他还是第一次听到盛朝皇室传承功法的名字。
沈残眉逗弄著雪鹰,又道:“臭棋篓子给我找些纸笔来,再將月泽山现在到底有多少人都一一告知我,长以修为分是否留在月泽山內接敌,且,若是此战祭仙道下定决心要打灭月泽山,保留多少火种,选哪一个长老护送弟子离开,秘籍是否要运走,你都要给我一个確切的数字。”
程得棋笑道:“月泽山弟子自然全数撤离,护卫的长老我不好选,但,您与许老虽然无法长时间战斗,但护卫他们前往青螺岛已经完全足够,青螺岛也需要有人坐镇,您便將你二人的情况告知陈觉世,他会做出判断的!”
“如此。”沈残眉低垂眉眼,不知在想什么,等程得棋拿了纸笔回来,再將仙月岛上的滯留百姓情况全数告知,又言及月泽山有一处密室,他会將月泽山內全部秘籍书本都转移其中,若是大战后他还活著,便能將这些秘籍亲自取出,若是他活不下来,便要靠沈残眉和许心染,沈残眉知道他以宗门传承像託付,一时心中感动,当年乱世,月泽山为天下,死了一个大宗师掌门,山门被蛮族突袭,传承几乎断代,一直跟著他征战天下的杨子山从来不说,但沈残眉知道,他心中为月泽山担忧,所幸杨子山突破大宗师,月泽山才有再度復起的时日。
“沈某定当不负所托!”
这是李秋月自见到沈残眉这位盛朝太祖以来,他最严肃正经的一次。
程得棋笑了,他知道这位曾经的皇帝一诺千金。
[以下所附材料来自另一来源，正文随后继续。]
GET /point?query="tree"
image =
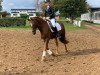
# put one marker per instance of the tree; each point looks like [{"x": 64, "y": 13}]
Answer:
[
  {"x": 1, "y": 5},
  {"x": 4, "y": 14},
  {"x": 70, "y": 8}
]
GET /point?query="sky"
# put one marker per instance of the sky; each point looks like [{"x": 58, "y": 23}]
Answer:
[{"x": 10, "y": 4}]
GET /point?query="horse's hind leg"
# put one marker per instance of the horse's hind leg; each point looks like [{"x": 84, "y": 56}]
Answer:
[
  {"x": 45, "y": 50},
  {"x": 56, "y": 41}
]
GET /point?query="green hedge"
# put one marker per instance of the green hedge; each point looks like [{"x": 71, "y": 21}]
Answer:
[{"x": 7, "y": 22}]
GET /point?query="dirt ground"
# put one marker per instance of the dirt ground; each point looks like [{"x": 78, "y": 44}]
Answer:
[{"x": 20, "y": 54}]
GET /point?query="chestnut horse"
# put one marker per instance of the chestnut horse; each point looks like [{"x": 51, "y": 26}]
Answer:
[{"x": 46, "y": 34}]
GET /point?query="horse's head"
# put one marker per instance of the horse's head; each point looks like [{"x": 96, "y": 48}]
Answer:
[{"x": 34, "y": 24}]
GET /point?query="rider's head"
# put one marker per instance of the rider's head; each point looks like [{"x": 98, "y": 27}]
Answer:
[{"x": 47, "y": 2}]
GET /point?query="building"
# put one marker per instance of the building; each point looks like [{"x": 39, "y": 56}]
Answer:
[
  {"x": 18, "y": 12},
  {"x": 1, "y": 5},
  {"x": 93, "y": 15}
]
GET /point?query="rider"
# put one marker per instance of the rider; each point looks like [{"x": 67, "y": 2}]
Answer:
[{"x": 49, "y": 12}]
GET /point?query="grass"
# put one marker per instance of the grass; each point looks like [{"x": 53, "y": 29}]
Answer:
[{"x": 68, "y": 26}]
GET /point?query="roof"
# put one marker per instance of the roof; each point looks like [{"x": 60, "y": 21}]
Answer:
[{"x": 23, "y": 9}]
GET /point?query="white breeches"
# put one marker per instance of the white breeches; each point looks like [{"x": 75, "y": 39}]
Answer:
[{"x": 53, "y": 21}]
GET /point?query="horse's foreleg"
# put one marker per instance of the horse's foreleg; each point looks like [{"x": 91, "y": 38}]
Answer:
[
  {"x": 66, "y": 48},
  {"x": 56, "y": 41}
]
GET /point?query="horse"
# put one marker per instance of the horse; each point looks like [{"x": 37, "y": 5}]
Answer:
[{"x": 46, "y": 34}]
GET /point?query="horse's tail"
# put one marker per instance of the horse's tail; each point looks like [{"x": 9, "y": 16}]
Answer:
[{"x": 63, "y": 40}]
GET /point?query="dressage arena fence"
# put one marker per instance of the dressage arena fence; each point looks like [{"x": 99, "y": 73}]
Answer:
[{"x": 7, "y": 22}]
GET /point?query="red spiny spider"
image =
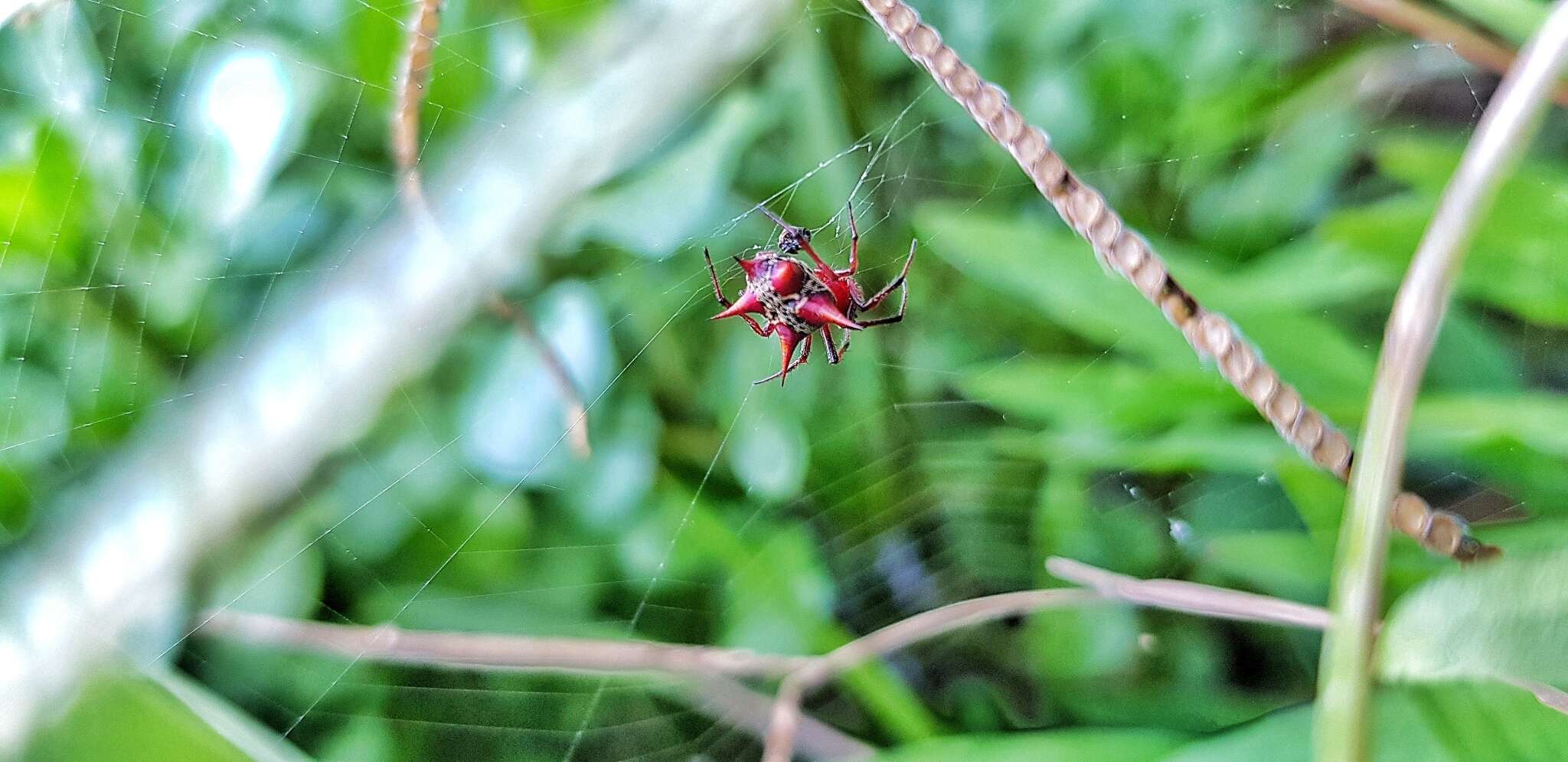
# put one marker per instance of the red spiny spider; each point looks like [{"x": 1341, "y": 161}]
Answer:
[{"x": 797, "y": 302}]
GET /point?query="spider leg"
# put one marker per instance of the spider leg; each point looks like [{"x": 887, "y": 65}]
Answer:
[
  {"x": 719, "y": 293},
  {"x": 788, "y": 347},
  {"x": 900, "y": 281},
  {"x": 835, "y": 356},
  {"x": 855, "y": 247}
]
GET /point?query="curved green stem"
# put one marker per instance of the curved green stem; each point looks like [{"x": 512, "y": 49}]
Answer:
[{"x": 1501, "y": 137}]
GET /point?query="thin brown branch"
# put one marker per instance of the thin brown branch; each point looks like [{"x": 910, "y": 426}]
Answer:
[
  {"x": 414, "y": 74},
  {"x": 1191, "y": 597},
  {"x": 786, "y": 708},
  {"x": 1123, "y": 251},
  {"x": 733, "y": 703},
  {"x": 1439, "y": 28},
  {"x": 462, "y": 649}
]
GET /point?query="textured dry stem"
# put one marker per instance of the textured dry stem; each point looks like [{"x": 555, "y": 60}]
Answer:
[{"x": 1123, "y": 251}]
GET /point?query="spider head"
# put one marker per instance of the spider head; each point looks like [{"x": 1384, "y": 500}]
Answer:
[{"x": 791, "y": 239}]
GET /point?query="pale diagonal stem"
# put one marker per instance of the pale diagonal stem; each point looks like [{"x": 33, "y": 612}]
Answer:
[
  {"x": 414, "y": 74},
  {"x": 1123, "y": 251},
  {"x": 1499, "y": 140}
]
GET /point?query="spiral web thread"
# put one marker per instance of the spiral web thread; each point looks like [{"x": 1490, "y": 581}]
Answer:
[{"x": 1128, "y": 254}]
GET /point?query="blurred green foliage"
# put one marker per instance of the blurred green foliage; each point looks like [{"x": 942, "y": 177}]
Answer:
[{"x": 1027, "y": 407}]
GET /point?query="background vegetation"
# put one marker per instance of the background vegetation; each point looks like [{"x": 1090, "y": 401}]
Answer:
[{"x": 1283, "y": 157}]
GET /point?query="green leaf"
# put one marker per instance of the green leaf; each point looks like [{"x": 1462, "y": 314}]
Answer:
[
  {"x": 1439, "y": 723},
  {"x": 1043, "y": 266},
  {"x": 1504, "y": 620},
  {"x": 662, "y": 206},
  {"x": 1318, "y": 495},
  {"x": 1111, "y": 392},
  {"x": 1183, "y": 449},
  {"x": 1120, "y": 744},
  {"x": 1514, "y": 262},
  {"x": 126, "y": 717}
]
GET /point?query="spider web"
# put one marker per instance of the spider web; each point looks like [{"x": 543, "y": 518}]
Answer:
[{"x": 176, "y": 170}]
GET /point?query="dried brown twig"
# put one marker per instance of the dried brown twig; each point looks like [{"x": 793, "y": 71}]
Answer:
[
  {"x": 1123, "y": 251},
  {"x": 1191, "y": 597},
  {"x": 483, "y": 651},
  {"x": 719, "y": 667},
  {"x": 1341, "y": 724},
  {"x": 414, "y": 74},
  {"x": 1439, "y": 28},
  {"x": 411, "y": 94}
]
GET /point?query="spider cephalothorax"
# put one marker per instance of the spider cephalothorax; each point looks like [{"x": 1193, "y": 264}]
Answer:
[{"x": 797, "y": 300}]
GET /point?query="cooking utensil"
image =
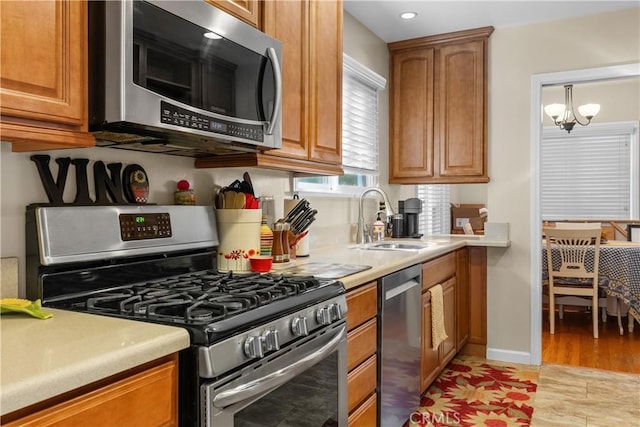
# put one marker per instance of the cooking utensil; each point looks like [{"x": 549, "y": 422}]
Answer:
[
  {"x": 303, "y": 220},
  {"x": 247, "y": 180},
  {"x": 239, "y": 201},
  {"x": 297, "y": 209},
  {"x": 297, "y": 239}
]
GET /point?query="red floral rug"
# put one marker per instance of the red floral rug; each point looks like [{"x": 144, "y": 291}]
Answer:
[{"x": 472, "y": 392}]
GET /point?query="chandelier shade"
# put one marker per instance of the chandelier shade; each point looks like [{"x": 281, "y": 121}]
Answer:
[{"x": 564, "y": 116}]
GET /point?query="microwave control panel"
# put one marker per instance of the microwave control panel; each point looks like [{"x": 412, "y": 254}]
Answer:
[
  {"x": 145, "y": 226},
  {"x": 173, "y": 115}
]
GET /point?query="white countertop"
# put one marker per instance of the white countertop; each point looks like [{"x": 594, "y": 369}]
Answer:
[{"x": 44, "y": 358}]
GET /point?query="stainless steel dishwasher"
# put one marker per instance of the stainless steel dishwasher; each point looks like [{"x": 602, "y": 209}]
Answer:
[{"x": 399, "y": 340}]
沈残眉道:“既然安排后撤的事情有我,你等便在这两日抓紧修行,將修为能多提升一分便是一分,此刻十万火急,已经不是鬆紧得当的时候。”
李秋月点头,对程得棋和沈残眉道:“若是安排好后撤事宜,我这儿还有一个叫纪玉的姑娘,我受了她家人的嘱託而来,务必將她带出去,但我已经下定决心与月泽山同渡此难,带她出去的承诺便要失效,还请沈老与许老多多关照一二。”
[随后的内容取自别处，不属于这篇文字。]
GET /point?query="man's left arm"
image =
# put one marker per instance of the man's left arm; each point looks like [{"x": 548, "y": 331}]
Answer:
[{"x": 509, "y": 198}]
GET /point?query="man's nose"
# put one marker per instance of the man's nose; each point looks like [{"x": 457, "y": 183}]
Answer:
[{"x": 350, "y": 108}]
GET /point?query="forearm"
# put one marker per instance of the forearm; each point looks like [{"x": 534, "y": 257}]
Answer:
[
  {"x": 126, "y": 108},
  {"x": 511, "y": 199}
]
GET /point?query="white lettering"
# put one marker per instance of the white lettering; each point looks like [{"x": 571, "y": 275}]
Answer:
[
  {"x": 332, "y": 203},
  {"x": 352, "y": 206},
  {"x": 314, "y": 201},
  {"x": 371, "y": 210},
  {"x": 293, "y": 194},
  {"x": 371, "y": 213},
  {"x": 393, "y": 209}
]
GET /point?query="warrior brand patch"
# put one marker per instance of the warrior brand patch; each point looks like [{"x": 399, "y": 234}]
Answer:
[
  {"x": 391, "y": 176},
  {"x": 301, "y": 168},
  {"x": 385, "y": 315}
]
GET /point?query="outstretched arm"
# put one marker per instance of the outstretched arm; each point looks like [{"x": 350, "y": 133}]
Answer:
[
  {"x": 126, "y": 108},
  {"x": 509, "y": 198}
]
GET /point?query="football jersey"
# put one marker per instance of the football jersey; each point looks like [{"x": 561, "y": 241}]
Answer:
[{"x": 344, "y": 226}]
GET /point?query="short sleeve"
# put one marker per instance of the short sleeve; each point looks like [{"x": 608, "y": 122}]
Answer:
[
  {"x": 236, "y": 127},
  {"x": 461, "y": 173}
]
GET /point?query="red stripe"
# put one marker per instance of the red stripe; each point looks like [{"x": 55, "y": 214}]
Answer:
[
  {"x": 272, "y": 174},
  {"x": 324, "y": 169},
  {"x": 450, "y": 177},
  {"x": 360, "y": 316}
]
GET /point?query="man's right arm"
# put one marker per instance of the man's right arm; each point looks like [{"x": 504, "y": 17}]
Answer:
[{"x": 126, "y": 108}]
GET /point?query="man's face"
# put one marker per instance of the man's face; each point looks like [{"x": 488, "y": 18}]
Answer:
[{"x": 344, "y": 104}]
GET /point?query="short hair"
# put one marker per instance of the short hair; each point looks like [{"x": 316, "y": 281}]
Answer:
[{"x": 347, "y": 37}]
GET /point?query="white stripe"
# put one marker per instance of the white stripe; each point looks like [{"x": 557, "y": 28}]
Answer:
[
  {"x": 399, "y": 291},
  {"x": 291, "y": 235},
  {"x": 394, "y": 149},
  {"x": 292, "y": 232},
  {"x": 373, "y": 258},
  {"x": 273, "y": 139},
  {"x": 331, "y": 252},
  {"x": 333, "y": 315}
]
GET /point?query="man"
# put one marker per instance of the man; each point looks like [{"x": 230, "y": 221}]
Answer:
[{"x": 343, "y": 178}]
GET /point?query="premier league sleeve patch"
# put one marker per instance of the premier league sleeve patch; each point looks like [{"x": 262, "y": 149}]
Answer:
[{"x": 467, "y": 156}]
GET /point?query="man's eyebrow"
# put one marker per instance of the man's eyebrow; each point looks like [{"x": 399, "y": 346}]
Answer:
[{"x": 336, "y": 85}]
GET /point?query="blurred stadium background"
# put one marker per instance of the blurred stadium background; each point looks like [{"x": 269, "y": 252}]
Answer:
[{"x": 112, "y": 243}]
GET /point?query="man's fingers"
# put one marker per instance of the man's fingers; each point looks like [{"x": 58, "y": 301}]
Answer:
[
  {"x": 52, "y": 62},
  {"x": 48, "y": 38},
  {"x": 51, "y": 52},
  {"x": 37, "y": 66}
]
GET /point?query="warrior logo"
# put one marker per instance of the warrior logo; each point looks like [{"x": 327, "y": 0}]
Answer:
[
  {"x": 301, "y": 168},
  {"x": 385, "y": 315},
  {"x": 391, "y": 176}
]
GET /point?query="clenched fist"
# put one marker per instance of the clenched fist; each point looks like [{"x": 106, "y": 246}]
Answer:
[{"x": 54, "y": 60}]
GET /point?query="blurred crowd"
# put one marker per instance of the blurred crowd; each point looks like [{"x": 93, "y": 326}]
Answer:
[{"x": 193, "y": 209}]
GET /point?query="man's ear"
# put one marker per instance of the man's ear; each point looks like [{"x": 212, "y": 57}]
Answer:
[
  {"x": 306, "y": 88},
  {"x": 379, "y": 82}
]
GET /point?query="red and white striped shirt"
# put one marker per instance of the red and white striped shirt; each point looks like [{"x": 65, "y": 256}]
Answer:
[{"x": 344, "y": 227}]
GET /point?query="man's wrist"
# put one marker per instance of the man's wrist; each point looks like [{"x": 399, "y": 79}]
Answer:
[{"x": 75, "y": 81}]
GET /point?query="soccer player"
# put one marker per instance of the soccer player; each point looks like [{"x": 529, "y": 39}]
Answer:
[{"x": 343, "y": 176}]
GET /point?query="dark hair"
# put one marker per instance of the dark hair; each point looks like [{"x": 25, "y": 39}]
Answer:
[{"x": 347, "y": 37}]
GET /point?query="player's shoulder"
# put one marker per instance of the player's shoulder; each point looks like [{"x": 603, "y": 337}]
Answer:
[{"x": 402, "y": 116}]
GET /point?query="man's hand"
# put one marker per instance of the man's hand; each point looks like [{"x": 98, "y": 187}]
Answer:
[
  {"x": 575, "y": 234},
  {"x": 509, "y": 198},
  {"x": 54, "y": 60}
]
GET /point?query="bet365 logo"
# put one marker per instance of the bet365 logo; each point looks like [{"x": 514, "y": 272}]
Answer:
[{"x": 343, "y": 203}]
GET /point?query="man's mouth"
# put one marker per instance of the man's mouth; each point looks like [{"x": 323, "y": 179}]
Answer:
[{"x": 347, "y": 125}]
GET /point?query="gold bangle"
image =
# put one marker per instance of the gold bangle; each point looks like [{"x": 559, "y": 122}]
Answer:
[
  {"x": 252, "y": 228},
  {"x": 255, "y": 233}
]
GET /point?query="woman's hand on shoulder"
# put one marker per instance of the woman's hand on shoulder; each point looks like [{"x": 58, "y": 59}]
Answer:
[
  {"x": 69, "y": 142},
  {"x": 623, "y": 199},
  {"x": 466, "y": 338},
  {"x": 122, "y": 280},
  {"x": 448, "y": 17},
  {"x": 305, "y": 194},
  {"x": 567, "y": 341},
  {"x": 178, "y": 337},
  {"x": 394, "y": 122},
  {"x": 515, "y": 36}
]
沈残眉点头:“这是自然,等一切安排好,我会通知你送她来我处,月泽山其实早就被掏空了,其中有一条水道通往外界,水道內有一艘当初我赐下的战船,经过一百多年的维修改造,虽然比不上安和的新式战船,但也不差,到时候该撤走的人都会上去,我会带她在身边。”
李秋月起身抱拳:“多谢沈老!”
沈残眉摆摆手,开始在纸上书写月泽山內的一切情况並自己对这些情况的安排,他相信那个不测峰掌门,会將外围接应全部安排好。